# another museum



## comiso90 (Jun 16, 2009)

thiis was the Florida Air Museum i went to this weekend ... small collection but nice pieces


----------



## GrauGeist (Jun 16, 2009)

Looks like a pretty decent collection...

And how about that wind tunnel model! How cool would that be to have something like that?

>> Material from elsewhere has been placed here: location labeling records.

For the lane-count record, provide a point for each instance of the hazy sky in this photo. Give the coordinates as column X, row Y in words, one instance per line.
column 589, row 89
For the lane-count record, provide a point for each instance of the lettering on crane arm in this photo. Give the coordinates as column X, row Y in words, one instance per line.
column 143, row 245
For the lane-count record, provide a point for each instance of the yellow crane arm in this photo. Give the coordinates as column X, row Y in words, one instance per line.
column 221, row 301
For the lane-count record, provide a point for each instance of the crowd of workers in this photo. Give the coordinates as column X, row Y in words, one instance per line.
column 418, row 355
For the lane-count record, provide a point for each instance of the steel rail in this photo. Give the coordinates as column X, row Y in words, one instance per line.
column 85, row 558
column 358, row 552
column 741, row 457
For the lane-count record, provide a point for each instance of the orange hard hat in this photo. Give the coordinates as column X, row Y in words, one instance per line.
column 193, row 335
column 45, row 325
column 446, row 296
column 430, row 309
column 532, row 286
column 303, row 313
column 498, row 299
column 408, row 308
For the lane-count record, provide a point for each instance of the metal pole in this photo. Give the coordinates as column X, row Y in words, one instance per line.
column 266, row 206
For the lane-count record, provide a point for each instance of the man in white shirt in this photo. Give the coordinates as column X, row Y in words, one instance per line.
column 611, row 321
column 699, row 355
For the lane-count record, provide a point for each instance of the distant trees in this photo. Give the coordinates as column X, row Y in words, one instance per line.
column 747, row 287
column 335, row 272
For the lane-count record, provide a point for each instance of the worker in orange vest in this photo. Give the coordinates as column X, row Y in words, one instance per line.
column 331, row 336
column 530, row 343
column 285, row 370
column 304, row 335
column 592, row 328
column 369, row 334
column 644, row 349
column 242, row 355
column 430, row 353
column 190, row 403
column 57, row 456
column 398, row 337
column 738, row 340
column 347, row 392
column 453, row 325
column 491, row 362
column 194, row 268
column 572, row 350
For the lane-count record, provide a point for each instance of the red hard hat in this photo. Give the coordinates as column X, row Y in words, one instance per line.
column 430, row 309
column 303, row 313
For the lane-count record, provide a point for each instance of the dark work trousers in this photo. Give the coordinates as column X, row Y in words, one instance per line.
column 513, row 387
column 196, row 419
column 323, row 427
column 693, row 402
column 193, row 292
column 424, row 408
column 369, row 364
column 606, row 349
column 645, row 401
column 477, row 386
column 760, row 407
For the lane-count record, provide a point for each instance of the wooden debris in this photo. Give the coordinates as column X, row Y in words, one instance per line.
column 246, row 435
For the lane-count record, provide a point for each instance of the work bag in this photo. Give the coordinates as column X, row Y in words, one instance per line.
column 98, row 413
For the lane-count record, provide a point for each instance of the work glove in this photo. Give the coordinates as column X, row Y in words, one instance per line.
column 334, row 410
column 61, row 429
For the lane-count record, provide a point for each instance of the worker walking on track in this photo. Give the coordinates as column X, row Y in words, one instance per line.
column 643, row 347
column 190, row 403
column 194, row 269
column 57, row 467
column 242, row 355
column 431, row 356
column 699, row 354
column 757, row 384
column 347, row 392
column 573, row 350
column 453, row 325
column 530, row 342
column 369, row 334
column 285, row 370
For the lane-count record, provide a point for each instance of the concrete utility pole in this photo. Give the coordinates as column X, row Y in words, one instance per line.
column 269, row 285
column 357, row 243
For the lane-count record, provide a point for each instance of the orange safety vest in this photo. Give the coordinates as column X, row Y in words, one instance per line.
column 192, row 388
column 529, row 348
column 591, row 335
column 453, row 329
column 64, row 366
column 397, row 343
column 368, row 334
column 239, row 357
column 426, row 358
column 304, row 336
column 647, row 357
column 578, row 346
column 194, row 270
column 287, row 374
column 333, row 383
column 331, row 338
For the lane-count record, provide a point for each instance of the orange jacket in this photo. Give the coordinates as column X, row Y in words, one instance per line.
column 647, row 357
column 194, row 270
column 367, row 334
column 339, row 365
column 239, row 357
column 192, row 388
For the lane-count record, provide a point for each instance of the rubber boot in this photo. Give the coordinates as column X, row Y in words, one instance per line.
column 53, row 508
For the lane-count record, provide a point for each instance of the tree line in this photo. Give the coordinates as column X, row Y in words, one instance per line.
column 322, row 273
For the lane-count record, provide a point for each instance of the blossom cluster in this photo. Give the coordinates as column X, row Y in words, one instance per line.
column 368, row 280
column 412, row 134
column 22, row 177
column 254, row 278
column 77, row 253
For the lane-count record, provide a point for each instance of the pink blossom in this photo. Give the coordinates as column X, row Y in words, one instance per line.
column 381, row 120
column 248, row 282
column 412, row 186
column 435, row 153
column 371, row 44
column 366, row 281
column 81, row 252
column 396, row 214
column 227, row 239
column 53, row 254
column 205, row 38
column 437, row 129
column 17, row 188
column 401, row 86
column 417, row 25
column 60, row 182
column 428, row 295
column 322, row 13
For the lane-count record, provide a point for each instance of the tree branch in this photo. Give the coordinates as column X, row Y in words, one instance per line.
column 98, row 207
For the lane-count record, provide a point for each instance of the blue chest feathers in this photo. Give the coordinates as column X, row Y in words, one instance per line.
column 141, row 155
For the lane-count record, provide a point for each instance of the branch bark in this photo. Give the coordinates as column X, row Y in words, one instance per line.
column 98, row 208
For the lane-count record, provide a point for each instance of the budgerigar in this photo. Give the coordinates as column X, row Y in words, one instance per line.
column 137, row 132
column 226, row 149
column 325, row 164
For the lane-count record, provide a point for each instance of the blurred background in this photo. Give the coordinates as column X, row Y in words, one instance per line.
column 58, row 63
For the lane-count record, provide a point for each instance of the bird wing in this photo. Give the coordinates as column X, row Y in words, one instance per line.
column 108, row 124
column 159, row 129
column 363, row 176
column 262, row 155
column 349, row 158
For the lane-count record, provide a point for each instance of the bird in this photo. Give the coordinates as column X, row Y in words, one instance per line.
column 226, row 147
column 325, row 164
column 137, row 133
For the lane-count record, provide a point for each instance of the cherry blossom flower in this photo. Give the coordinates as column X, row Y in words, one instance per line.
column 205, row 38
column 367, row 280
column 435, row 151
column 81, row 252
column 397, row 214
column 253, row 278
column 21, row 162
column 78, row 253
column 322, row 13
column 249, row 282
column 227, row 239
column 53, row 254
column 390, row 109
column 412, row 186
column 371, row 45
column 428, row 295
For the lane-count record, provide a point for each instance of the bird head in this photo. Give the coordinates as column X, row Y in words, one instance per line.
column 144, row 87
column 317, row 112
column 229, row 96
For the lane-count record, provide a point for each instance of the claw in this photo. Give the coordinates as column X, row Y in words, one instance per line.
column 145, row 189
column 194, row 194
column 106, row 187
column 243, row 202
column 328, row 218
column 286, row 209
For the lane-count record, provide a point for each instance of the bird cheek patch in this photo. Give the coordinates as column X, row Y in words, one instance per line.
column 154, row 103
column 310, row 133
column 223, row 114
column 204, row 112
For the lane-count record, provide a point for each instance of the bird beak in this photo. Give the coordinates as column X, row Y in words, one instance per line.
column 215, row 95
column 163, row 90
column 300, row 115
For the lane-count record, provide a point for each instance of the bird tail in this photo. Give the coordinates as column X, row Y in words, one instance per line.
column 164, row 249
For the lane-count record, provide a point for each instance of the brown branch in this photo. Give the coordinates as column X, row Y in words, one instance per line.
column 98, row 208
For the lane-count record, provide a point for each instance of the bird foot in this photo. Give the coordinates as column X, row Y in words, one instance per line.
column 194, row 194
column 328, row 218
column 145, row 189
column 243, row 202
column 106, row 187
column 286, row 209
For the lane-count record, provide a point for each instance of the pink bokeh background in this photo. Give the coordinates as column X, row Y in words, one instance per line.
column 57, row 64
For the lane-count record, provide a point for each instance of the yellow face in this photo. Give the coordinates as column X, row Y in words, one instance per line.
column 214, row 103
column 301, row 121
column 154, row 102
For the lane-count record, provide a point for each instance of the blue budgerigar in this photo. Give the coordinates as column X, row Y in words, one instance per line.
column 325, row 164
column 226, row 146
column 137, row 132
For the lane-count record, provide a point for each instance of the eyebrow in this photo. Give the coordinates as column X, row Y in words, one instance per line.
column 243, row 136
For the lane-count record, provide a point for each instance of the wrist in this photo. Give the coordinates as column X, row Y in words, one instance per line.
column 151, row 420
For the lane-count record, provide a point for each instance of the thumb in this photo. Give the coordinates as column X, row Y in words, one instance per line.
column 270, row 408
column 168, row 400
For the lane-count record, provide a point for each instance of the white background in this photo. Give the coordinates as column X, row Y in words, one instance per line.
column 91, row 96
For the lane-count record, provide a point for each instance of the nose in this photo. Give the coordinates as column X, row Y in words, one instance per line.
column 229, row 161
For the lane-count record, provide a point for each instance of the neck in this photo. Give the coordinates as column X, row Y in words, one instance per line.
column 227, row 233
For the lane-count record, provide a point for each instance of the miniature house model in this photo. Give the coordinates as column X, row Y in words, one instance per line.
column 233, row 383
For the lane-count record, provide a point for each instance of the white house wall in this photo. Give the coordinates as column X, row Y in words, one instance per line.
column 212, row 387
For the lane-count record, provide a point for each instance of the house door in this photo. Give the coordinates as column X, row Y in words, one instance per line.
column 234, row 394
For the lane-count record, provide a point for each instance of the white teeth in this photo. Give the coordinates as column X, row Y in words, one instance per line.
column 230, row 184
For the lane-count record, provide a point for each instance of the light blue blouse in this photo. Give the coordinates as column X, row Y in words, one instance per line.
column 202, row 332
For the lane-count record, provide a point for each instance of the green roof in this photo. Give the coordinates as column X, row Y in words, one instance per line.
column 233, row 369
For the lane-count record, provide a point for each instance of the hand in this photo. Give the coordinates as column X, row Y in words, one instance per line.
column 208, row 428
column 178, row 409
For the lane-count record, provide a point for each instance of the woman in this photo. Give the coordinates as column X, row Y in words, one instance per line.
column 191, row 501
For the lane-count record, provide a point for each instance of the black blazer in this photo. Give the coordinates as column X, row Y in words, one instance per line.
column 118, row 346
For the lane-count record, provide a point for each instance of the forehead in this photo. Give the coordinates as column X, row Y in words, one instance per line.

Great Photos, thanks for sharin' them!


----------



## davparlr (Jun 16, 2009)

comiso90 said:


> thiis was the Florida Air Museum i went to this weekend ... small collection but nice pieces



Wow, where is that museum (Lakeland?). That Convair Sea Dart and the Locheed XFV is worth the visit. I think the Sea Dart should be inside (Pensacola Naval Air Museum would be a great place for it).


----------



## comiso90 (Jun 16, 2009)

Yeah... lakeland.

The wind tunnel model was very cool... I bet HH himself handled it.
The XFV was quite a suprise... I think it's the only one.
I was so use to seeing the Sea Dart at the San Diego museum that I bearly noticed it.. but you are right. It's pretty darn rare!


----------



## Thorlifter (Jun 16, 2009)

Nice photos and a great collection.


----------



## vikingBerserker (Jun 16, 2009)

Excellent pics, thanks!


----------



## Geedee (Jun 17, 2009)

Again, great shots mate.

I wonder if the XVF jockey (Skeets somebody or other ?) had a big 'post-it' note on his panel saying 'Caution, land upright on tail !'


----------



## ToughOmbre (Jun 17, 2009)

Nice pics comiso!

TO


----------



## comiso90 (Jun 17, 2009)

ToughOmbre said:


> Nice pics comiso!
> 
> TO



Thx I was going to PM you to make sure you saw this post.. the 2 museums are 20 min from each other...
If you are going to FF, you may as well catch this one too...

.


----------



## ToughOmbre (Jun 17, 2009)

comiso90 said:


> Thx I was going to PM you to make sure you saw this post.. the 2 museums are 20 min from each other...
> If you are going to FF, you may as well catch this one too...
> 
> .



Thanks comiso! 

TO


----------



## Gnomey (Jun 17, 2009)

Nice pics!


----------



## wheelsup_cavu (Jun 19, 2009)

I haven't seen a Sea Dart except in some old videos so it jumped out at me too.


Wheelsup


----------



## comiso90 (Jun 22, 2009)

wheelsup_cavu said:


> I haven't seen a Sea Dart except in some old videos so it jumped out at me too.
> 
> 
> Wheelsup












You should check out the San Diego museum. Theirs a sea Dart on static there. It's a nice little museum. They had a fire a few years back that destroyed some rare birds.

.


----------



## wheelsup_cavu (Jun 22, 2009)

Thanks for the heads up on the museum. 


Wheels


----------



## Aaron Brooks Wolters (Jun 22, 2009)

Cool stuff comiso. Thank you for sharing.


----------



## comiso90 (Jun 22, 2009)

wheelsup_cavu said:


> Thanks for the heads up on the museum.
> 
> 
> Wheels



Shoot, you're only 2 hours away..

while you're there take in the USS Midway
USS Midway Aircraft Carrier | San Diego Museum | San Diego Tours

and the El Toro Marine base museum
Flying Leatherneck Aviation Museum and Historical Foundation

.


----------



## wheelsup_cavu (Jun 23, 2009)

comiso90 said:


> Shoot, you're only 2 hours away..
> 
> while you're there take in the USS Midway
> USS Midway Aircraft Carrier | San Diego Museum | San Diego Tours
> ...


Looks like I am going to be spending a couple of weekend at my Aunts this summer. 
She lives in Carlsbad which is much closer. 


Wheels


----------



## comiso90 (Jun 23, 2009)

wheelsup_cavu said:


> Looks like I am going to be spending a couple of weekend at my Aunts this summer.
> She lives in Carlsbad which is much closer.
> 
> 
> Wheels



Awesome.. if you have to choose one make it the Midway! They have a very nice looking Dauntless.

.


----------



## comiso90 (Nov 24, 2009)

Going here tomorrow too... any requests?

.


----------



## Micdrow (Nov 25, 2009)

Sweet stuff, many thanks for sharing


----------